Close Window

Lewis : Olympus

Olympus Ŏlympus and -pos (anciently written Olĭmpus), i, m., = Ὄλυμπος . The name of several mountains, the most celebrated of which is one on the borders of Macedonia and Thessaly (now Lacha), of great height, and consequently regarded as the seat of the gods, Mel. 2, 3, 2; 4, 8, 15: Musae quae pedibus magnum pulsatis Olimpum, Enn. ap. Varr. L. L. 7, § 20 Müll.: his diis Helicona atque Olympon attribuerunt homines, Varr. R. R. 3, 16, 7: frondosus, Verg. G. 1, 282: opacus, Hor. C. 3, 4, 52: nubes excedit Olympus, Luc. 2, 271.

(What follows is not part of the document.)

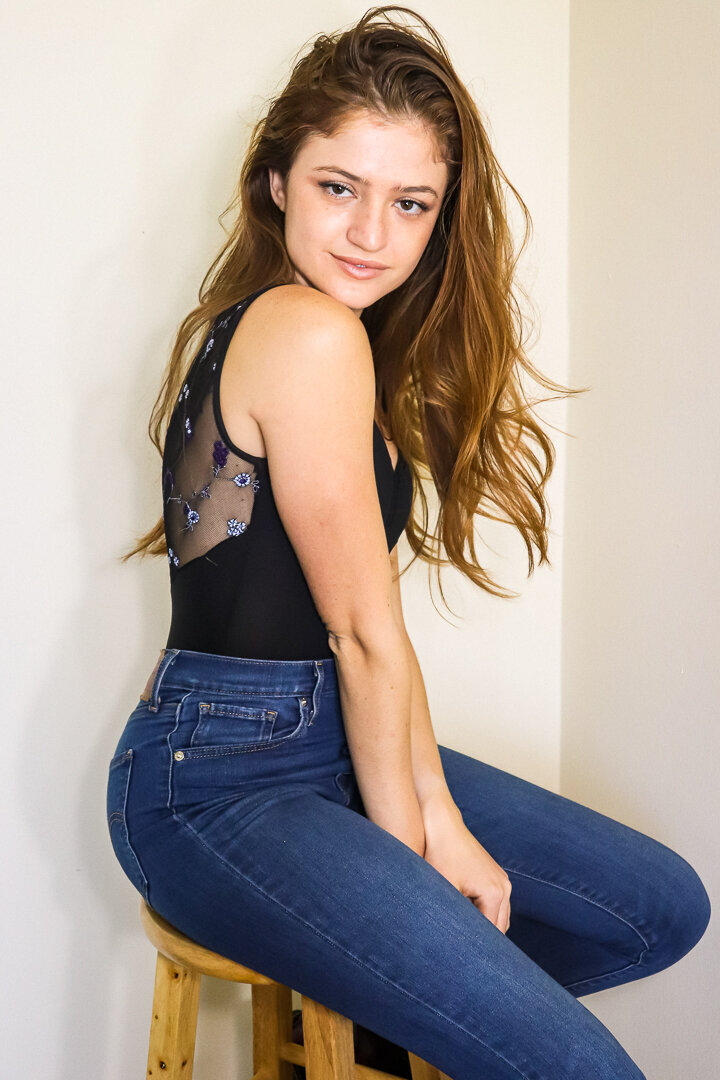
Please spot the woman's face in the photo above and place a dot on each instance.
(370, 193)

Transf., poet. for heaven: caelum dicunt Graeci Olympum, Varr. L. L. 7, § 20; Verg. E. 6, 86: longus Olympus, the distant heavens, id. G. 3, 223: annuit (Juppiter) et totum nutu tremefecit Olympum, id. A. 9, 106: stelliger, Sen. Herc. Oet. 1907.—Hence, Ŏlympĭădes, um, f., the Muses (perh. only acc. to the foll. remark): caelum dicunt Graeci Olympum montem in Macedoniā omnes, a quo potius puto Musas dictas Olympiadas, Varr. L. L. 7, § 20.

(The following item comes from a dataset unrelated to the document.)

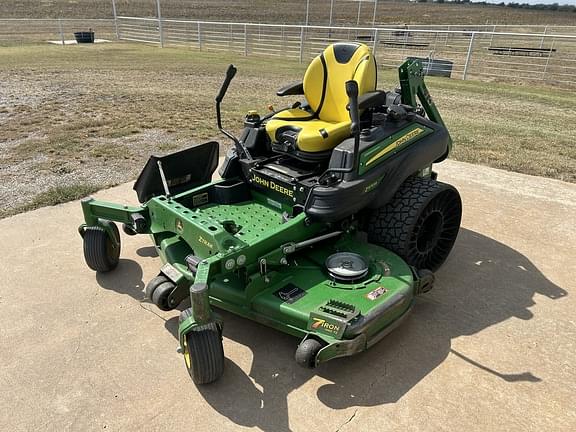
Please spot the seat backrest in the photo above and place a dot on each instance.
(325, 79)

Of other mountains. In Bithynia, Plin. 5, 32, 43, § 148.

In Mysia, Plin. 5, 32, 40, § 142.

In Galatia, Liv. 38, 18, 15; 38, 20, 2.

In Lycia, Plin. 21, 6, 17, § 31.

In Ionia, Plin. 5, 29, 31, § 118.

In Peloponnesus, Serv. ad Verg. A. 8, 352.